A ideia do confronto entre um homem e seu passado é muito exposta por um roteiro que precisa reafirmar a todo momento que Brogan interage com seu clone. Tal proposta é também prejudicada pelo fato de não haver nenhum aprofundamento dramático nas relações do protagonista. Brogan possui melhores amigos que existem na trama apenas para servir de ponte para explicação de situações ou andamento da trama. Se o personagem está isolado em uma ilha, subitamente um grande piloto, que é seu melhor amigo que não existia até aquele momento do filme, surgirá com uma aeronave para resgatá-lo.
A impressão que “Projeto Gemini” passa é a de que Lee não está utilizando a tecnologia para contar uma história, e sim utilizando a história como desculpa para fazer experimentos tecnológicos. Lee se desprende da própria linguagem cinematográfica ao demonstrar mais apreço pelo experimento técnico do que pela narrativa.

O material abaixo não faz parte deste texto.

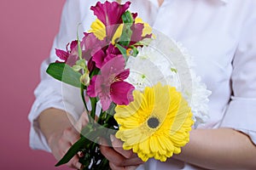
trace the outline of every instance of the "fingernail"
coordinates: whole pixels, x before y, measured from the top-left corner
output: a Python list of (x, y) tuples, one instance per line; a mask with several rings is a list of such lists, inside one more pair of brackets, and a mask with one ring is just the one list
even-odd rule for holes
[(110, 140), (111, 140), (111, 142), (113, 142), (113, 140), (114, 140), (114, 137), (113, 134), (110, 134)]
[(82, 169), (82, 164), (80, 162), (77, 162), (77, 168), (78, 169)]

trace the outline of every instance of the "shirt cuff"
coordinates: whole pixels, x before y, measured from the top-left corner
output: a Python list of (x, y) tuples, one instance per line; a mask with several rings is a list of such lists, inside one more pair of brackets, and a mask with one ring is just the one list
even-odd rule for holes
[(73, 105), (72, 102), (63, 99), (61, 88), (59, 88), (60, 89), (56, 88), (61, 87), (60, 83), (61, 82), (55, 80), (44, 80), (40, 82), (35, 90), (37, 99), (28, 116), (31, 122), (29, 143), (32, 149), (50, 151), (47, 139), (41, 132), (38, 122), (38, 116), (44, 110), (56, 108), (67, 111), (74, 120), (78, 120), (79, 117), (79, 115), (77, 114), (78, 110), (76, 110), (79, 107)]
[(231, 101), (220, 125), (247, 134), (256, 144), (256, 99), (231, 97)]

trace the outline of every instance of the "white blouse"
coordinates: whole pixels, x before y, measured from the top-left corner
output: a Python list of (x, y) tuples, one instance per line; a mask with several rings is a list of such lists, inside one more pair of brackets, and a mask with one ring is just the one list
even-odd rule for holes
[[(29, 114), (33, 149), (50, 151), (37, 122), (44, 110), (65, 110), (76, 120), (84, 110), (79, 90), (51, 78), (45, 70), (57, 59), (55, 48), (65, 49), (67, 42), (76, 39), (79, 23), (84, 31), (90, 29), (96, 17), (89, 8), (96, 2), (67, 0), (65, 3), (60, 31), (49, 58), (42, 64), (42, 80)], [(180, 42), (194, 57), (196, 73), (212, 91), (211, 119), (199, 128), (231, 128), (247, 133), (256, 144), (256, 1), (165, 0), (160, 7), (157, 0), (131, 2), (131, 12), (137, 12), (154, 29)], [(172, 168), (196, 169), (173, 159), (166, 162), (149, 160), (139, 167)]]

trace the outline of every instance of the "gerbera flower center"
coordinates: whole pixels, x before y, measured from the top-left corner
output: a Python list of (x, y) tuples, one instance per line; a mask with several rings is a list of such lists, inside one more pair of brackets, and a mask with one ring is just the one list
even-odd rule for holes
[(159, 126), (160, 122), (156, 117), (150, 117), (149, 119), (148, 119), (147, 123), (150, 128), (156, 128)]

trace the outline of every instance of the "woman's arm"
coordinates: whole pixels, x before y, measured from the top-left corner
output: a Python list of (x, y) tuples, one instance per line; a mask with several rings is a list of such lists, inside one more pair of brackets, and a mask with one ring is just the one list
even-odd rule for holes
[[(66, 111), (55, 108), (44, 110), (38, 117), (40, 129), (56, 160), (60, 160), (80, 138), (79, 132), (88, 122), (87, 114), (83, 113), (75, 126)], [(82, 166), (79, 162), (78, 156), (70, 160), (67, 165), (76, 169), (80, 169)]]
[(230, 128), (192, 130), (189, 143), (173, 157), (209, 169), (256, 168), (256, 146)]
[[(116, 147), (103, 145), (101, 150), (113, 169), (130, 169), (142, 163), (131, 150), (120, 149), (119, 139), (114, 139), (113, 145)], [(255, 157), (256, 146), (246, 134), (230, 128), (218, 128), (192, 130), (189, 143), (182, 148), (181, 154), (172, 158), (207, 169), (255, 169)]]

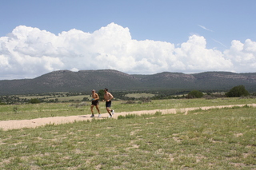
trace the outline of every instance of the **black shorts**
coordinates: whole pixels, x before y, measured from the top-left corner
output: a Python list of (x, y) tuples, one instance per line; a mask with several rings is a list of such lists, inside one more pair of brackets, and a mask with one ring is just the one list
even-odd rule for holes
[(111, 107), (111, 101), (106, 101), (106, 108)]
[(91, 101), (91, 105), (98, 105), (98, 100), (97, 100), (97, 101), (94, 101), (94, 100), (92, 101)]

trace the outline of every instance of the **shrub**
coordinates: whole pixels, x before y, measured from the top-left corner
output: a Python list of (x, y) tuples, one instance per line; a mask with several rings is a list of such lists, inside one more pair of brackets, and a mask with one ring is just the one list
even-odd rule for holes
[(187, 98), (201, 98), (202, 97), (203, 93), (198, 90), (192, 90), (187, 94)]
[(246, 97), (248, 95), (249, 93), (243, 85), (234, 86), (226, 93), (227, 97)]
[(36, 103), (41, 103), (41, 101), (38, 98), (32, 98), (30, 100), (29, 103), (36, 104)]

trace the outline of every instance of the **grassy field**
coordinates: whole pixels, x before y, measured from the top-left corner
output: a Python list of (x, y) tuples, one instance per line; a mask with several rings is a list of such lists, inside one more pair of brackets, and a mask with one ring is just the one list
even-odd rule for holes
[(154, 97), (154, 94), (150, 93), (129, 93), (126, 95), (128, 97), (134, 97), (134, 98), (140, 98), (140, 97)]
[[(132, 111), (250, 103), (255, 99), (114, 101), (113, 107)], [(8, 120), (14, 114), (24, 119), (90, 113), (90, 105), (18, 105), (16, 113), (14, 105), (3, 105), (0, 114)], [(255, 125), (256, 109), (246, 105), (0, 130), (0, 169), (256, 169)]]
[[(126, 101), (114, 101), (112, 109), (115, 112), (132, 112), (138, 110), (154, 110), (192, 108), (211, 105), (228, 105), (256, 103), (255, 98), (218, 98), (206, 99), (173, 99), (155, 100), (149, 103), (136, 102), (126, 104)], [(18, 105), (0, 105), (0, 121), (34, 119), (60, 116), (90, 114), (90, 101), (80, 103), (42, 103)], [(105, 103), (100, 101), (102, 113), (106, 113)]]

Lee se desprende da própria linguagem cinematográfica ao demonstrar mais apreço pelo experimento técnico que pela narrativa
Mesmo que tenha cenas de ação competentes e momentos nos quais a metáfora dos espelhos são bem aproveitadas – Brogan está sempre procurando por seu nêmesis em vidros, retrovisores e poças d’água –, elas acabam sendo usadas apenas como uma casca oca, já que “Projeto Gemini” em momento algum põe de lado a ação e os esforços tecnológicos para, por alguns minutos, dar alguma base para as questões psicológicas de seu protagonista. Lee poderia, no mínimo, utilizar essa tecnologia para fazer algo além de uma masturbação técnica que exalta as inovações visuais do longa.
Refém de sua própria ambição, “Projeto Gemini” mostra um Ang Lee que não consegue utilizar a técnica para desenvolver uma ideia. Na verdade, a nova obra do ótimo cineasta parece ficar no meio do caminho. É como se Lee se encantasse tanto com o que tem à sua disposição que esquecesse de embutir qualquer personalidade ao projeto, tanto no aprofundamento dramático quanto na própria ação, que é sempre bastante protocolar.